The article also reports beatings, reckless use of electric batons, bodily suspension, and use of the notorious “tiger bench.” Women were hung, their outstretched arms handcuffed to the upper frames of bunk beds, so that the tips of their toes just barely touched the ground. Others were hung in awkward positions with their bodies stretched and contorted. One woman described being suspended for 28 hours. Asked about the use of such torture at Masanjia, one of the article’s inside informants explained that it was similar to the way a parent uses corporal punishment to force a child to submit: “This is related to a guard’s individual personality. Some see themselves as those who are in control, whose every action is correct. They do not have an understanding of those sent to RTL.”

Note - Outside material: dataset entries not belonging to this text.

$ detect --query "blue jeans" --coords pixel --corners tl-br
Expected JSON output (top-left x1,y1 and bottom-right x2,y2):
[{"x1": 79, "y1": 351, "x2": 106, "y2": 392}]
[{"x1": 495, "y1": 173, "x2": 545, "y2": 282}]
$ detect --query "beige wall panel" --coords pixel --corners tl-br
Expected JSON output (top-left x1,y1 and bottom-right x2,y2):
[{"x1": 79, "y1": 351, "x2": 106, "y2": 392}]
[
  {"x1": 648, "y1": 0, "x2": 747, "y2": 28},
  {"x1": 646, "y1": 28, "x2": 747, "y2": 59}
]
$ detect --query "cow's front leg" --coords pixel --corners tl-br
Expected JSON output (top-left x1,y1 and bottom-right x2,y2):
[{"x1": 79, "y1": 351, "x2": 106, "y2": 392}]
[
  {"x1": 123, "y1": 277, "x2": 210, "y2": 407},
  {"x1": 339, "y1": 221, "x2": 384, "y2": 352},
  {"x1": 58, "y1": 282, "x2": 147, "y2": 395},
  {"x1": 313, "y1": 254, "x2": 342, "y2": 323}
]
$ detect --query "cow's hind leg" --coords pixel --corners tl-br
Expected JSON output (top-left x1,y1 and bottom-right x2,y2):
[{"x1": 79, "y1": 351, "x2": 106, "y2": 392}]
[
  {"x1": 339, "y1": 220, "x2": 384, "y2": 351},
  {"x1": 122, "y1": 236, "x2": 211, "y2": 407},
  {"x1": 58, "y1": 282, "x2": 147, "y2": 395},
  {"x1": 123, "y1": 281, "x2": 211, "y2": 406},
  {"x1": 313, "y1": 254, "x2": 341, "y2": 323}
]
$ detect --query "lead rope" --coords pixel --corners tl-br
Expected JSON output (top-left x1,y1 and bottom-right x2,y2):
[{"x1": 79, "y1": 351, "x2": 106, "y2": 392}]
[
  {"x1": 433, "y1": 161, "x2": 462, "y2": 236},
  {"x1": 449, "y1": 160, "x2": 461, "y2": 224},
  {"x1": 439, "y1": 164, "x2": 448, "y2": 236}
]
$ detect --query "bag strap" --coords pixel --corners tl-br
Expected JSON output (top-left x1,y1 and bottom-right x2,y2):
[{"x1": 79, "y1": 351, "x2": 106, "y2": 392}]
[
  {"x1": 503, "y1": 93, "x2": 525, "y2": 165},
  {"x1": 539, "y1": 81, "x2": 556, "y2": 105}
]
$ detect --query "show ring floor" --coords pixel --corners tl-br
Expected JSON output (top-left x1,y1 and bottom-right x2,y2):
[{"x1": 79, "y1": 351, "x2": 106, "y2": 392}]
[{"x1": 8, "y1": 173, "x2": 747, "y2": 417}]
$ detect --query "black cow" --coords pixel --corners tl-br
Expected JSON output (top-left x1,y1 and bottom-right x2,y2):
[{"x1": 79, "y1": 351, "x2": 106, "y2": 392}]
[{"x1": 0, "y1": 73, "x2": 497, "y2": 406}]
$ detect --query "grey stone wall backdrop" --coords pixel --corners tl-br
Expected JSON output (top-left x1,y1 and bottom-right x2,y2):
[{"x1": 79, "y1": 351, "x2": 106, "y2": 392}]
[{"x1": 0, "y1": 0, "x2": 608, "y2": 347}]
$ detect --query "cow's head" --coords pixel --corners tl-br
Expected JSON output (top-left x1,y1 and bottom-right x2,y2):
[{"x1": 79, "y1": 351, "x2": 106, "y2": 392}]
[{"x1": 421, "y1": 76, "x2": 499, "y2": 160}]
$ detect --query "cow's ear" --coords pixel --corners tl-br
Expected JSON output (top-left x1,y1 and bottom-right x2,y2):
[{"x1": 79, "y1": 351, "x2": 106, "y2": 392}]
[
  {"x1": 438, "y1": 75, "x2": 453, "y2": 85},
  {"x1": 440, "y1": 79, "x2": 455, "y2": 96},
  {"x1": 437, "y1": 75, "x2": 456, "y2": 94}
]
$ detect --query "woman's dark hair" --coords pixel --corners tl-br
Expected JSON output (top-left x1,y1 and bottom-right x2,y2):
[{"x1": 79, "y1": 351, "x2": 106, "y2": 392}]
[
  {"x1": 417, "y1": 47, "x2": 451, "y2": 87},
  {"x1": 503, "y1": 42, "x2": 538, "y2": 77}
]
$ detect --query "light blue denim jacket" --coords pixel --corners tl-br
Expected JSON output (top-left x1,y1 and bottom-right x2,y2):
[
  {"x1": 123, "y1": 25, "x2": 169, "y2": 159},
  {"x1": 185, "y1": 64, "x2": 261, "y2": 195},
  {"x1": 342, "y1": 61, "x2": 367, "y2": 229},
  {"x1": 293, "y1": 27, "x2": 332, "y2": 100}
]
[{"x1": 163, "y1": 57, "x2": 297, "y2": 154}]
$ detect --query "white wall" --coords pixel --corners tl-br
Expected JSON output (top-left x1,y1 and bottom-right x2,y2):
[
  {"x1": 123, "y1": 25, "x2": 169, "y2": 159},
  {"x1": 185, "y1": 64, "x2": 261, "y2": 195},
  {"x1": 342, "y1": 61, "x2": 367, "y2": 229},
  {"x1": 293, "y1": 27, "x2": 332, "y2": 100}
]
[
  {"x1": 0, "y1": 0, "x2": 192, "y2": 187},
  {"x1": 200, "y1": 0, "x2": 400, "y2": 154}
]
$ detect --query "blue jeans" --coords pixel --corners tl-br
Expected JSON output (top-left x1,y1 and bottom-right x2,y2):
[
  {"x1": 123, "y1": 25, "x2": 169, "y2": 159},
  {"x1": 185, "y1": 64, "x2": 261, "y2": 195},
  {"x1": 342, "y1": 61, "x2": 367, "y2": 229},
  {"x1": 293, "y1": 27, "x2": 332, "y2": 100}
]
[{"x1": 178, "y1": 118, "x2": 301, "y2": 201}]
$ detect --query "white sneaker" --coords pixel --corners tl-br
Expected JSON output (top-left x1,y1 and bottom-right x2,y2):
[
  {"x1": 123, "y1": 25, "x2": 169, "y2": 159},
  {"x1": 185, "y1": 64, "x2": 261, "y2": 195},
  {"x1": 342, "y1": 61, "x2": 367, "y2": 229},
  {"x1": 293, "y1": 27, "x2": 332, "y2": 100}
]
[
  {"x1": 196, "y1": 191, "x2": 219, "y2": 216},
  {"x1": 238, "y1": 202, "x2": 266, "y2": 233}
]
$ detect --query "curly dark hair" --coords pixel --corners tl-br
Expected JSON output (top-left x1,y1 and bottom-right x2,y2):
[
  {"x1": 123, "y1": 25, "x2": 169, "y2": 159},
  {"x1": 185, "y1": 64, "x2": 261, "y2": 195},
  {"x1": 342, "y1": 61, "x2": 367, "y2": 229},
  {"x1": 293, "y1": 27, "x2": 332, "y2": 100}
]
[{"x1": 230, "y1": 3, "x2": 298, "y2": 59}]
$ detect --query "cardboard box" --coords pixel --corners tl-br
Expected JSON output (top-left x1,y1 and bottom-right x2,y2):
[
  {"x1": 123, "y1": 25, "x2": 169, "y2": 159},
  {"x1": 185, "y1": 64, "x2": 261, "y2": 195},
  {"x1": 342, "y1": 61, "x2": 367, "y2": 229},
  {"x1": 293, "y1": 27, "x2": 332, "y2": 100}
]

Many of the petitioners interviewed used hunger strikes as a form of protest, but the response from authorities was nothing short of brutal. Hunger strikers were routinely placed on “death beds,” their bodies strapped down tightly while their mouths were wrenched open and feeding tubes forced down their throats. Confined this way for days, many of the women came away with permanent scars and broken and loosened teeth. In extreme cases, women subjected to these various treatments have developed serious mental illness and been forced to undergo radical treatments, including electroshock.
Seeking Redress on Shaky Ground
Whether describing inhuman treatment, exploitative working conditions, or the quality of food and sanitation, a recurring theme in the article is that the conditions at Masanjia fail to meet norms set forth in Chinese laws and regulations. This fact seems obvious even to those running the carceral institution, but despite such recognition, incarcerated women appear to have little recourse to protection.
An anonymous source quoted throughout the article repeatedly blames the system of “stability maintenance” for putting undue pressure on the RTL apparatus—in particular, for institutionalizing people who do not meet the criteria for confinement. “In the past, the people sent here were really bad types,” the informant explained. “Now, it’s vulnerable groups like petitioners or university students involved in pyramid schemes. I feel pity for them.” Because petitioners, in particular, tend not to acknowledge that they have violated any laws, “they don’t acknowledge guilt and they don’t work—this puts us in a difficult position.”
Procurators assigned to monitor conditions at the RTL facility are flooded with complaints, and they seem to investigate many. But gathering evidence can be difficult. The worst abuses often occur beyond the reaches of closed-circuit cameras, and potentially implicating footage is often erased. When investigators do find evidence of wrongdoing, it tends to be classified as a “disciplinary violation” for internal handling, rather than criminal prosecution. Given RTL’s shaky legal foundation, the basis for procuratorial oversight is unclear, and procurators at Masanjia seem reluctant to “take on the entire facility.” Since 2004, there has only been one criminal prosecution at Masanjia, when a guard was sentenced to 12 years in prison for assaulting an incarcerated woman, leaving her in a coma.
Some women have succeeded in getting their RTL decisions overturned through administrative litigation, but results are not guaranteed, even with clear evidence of violation. After one woman successfully had her RTL decision annulled, the Chaoyang RTL committee appealed, arguing: “Though there were flaws in the procedure [we] used . . . there was nothing inappropriate about the decision to send [her] to RTL. [The decision] was made in the interest of preserving overall stability and accords with the local law-enforcement realities of Chaoyang. Sending [her] to RTL benefits the preservation of social order and stability.”
The appeals court ultimately upheld the lower court’s decision to annul the RTL decision, a welcome rejection of the “stability above all else” mentality that has dominated China’s criminal justice system for too long. That type of mentality still has deep roots in China’s law enforcement institutions, but exposure of the many social costs associated with the overriding priority given to stability is leading the public to demand change. As Chinese authorities prepare to bring an end to RTL, and replace it with something new, these demands must be taken into account.